Searching with bloom filter

Problem statement

Our platform is sending 4 million emails per day, and many of them contains a lot user generated content which has potential risk of spam. A very important action we need to take is: if we know the sender is already marked as a bad email, we should stop sending emails for it right away.

We now have more than ten thousands of blacklisted emails stored in database, when sending an email, we need to check against this big list to see if we can send the current email out. retrieving all emails from db is not realistic since it has significant latency.

Solutions

This is simple to implement and fit the current situation well since all emails are stored in database, we just need a stored procedure to take an email as input and return True if the email is in the table, otherwise false.

Bloom filter

Thinking out of the box, store with database itself may not be a good solution considering latency of DB read and write. Bloom filter is an excellent algorithm for this kind of large scale search.

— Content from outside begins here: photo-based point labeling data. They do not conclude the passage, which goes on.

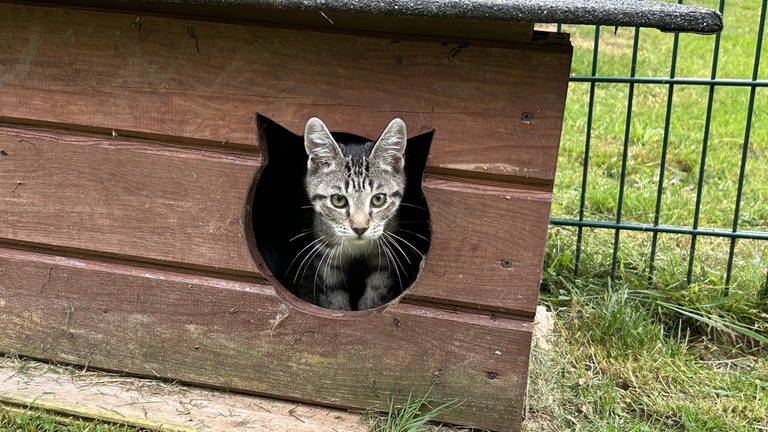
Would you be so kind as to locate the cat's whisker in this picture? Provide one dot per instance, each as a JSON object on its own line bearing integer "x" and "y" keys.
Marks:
{"x": 308, "y": 246}
{"x": 406, "y": 242}
{"x": 301, "y": 234}
{"x": 391, "y": 258}
{"x": 412, "y": 205}
{"x": 405, "y": 255}
{"x": 310, "y": 256}
{"x": 414, "y": 233}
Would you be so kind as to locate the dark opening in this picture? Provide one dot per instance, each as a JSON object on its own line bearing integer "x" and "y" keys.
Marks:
{"x": 282, "y": 213}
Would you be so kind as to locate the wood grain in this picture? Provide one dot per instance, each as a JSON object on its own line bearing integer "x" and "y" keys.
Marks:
{"x": 100, "y": 69}
{"x": 143, "y": 201}
{"x": 487, "y": 243}
{"x": 241, "y": 336}
{"x": 128, "y": 198}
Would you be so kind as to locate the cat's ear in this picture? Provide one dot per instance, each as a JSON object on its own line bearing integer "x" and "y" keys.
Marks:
{"x": 390, "y": 148}
{"x": 321, "y": 148}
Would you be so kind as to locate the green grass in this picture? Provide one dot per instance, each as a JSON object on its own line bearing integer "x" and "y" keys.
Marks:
{"x": 626, "y": 355}
{"x": 640, "y": 354}
{"x": 14, "y": 419}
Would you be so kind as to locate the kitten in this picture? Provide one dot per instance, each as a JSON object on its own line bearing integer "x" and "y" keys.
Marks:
{"x": 355, "y": 191}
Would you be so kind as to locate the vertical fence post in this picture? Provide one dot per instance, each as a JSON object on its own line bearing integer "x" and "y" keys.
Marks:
{"x": 704, "y": 148}
{"x": 587, "y": 142}
{"x": 625, "y": 154}
{"x": 663, "y": 162}
{"x": 745, "y": 146}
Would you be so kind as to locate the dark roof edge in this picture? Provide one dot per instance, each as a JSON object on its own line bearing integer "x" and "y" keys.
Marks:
{"x": 623, "y": 13}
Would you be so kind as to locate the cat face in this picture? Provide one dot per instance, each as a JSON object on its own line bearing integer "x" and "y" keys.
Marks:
{"x": 355, "y": 188}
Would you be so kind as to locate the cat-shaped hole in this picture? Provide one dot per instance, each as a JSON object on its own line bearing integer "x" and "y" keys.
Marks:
{"x": 341, "y": 220}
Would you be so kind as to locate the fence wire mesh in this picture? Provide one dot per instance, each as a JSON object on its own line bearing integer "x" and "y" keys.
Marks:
{"x": 581, "y": 215}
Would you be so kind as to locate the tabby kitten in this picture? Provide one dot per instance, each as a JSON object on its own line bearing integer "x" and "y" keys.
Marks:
{"x": 355, "y": 190}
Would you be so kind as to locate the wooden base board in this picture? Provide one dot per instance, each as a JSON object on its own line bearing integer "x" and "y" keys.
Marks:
{"x": 159, "y": 405}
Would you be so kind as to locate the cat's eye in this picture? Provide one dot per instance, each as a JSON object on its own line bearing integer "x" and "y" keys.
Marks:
{"x": 338, "y": 200}
{"x": 378, "y": 200}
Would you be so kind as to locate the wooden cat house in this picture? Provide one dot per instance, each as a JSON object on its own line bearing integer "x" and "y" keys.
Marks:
{"x": 130, "y": 153}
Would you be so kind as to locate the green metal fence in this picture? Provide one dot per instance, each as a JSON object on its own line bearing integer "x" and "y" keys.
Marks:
{"x": 618, "y": 224}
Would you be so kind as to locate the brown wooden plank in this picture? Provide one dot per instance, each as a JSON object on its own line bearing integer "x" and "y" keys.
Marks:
{"x": 156, "y": 405}
{"x": 241, "y": 336}
{"x": 101, "y": 69}
{"x": 487, "y": 246}
{"x": 128, "y": 198}
{"x": 177, "y": 206}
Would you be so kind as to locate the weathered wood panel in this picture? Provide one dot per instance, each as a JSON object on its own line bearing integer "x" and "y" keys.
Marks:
{"x": 126, "y": 198}
{"x": 487, "y": 243}
{"x": 180, "y": 206}
{"x": 241, "y": 336}
{"x": 205, "y": 80}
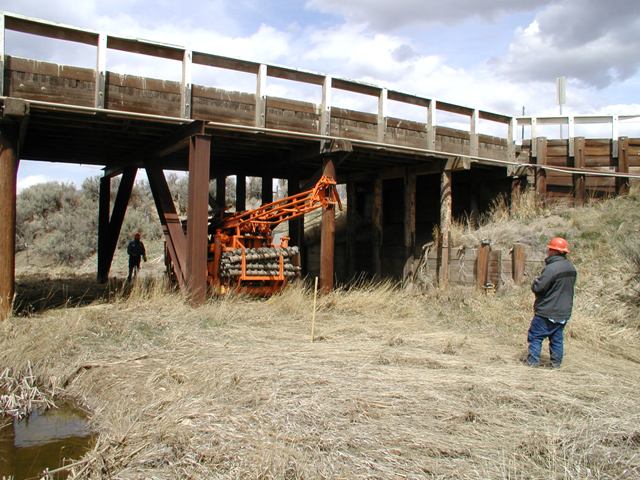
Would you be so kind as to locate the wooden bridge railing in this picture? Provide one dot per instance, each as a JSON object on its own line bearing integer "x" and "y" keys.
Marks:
{"x": 104, "y": 43}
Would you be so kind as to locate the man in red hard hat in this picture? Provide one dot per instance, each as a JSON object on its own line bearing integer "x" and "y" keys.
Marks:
{"x": 554, "y": 301}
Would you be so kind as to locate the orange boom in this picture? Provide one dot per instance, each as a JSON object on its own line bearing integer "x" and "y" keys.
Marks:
{"x": 242, "y": 255}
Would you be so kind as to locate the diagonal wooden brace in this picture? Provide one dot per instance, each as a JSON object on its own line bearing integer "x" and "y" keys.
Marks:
{"x": 109, "y": 226}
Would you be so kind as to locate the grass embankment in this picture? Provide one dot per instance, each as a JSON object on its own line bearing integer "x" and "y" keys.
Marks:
{"x": 396, "y": 385}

The algorithm is very ideal, but when comes to engineering, we still need to consider the trade-offs based on the current service architecture.

  • The current black listed emails are stored in database, and the write operation is done by a different service, we need to consider do we need to change the storage for bloom filter
  • bloom filter needs tuning to get low false positive rates. considering the growth rate of black listed emails, how do we adjust the size of hash functions and bit array lengths

    Here is a useful tool to do the math: https://hur.st/bloomfilter/

My take aways

  • Thinking out of the box can bring you more brilliant ideas
  • Sometimes, excellent algorithm is not always fit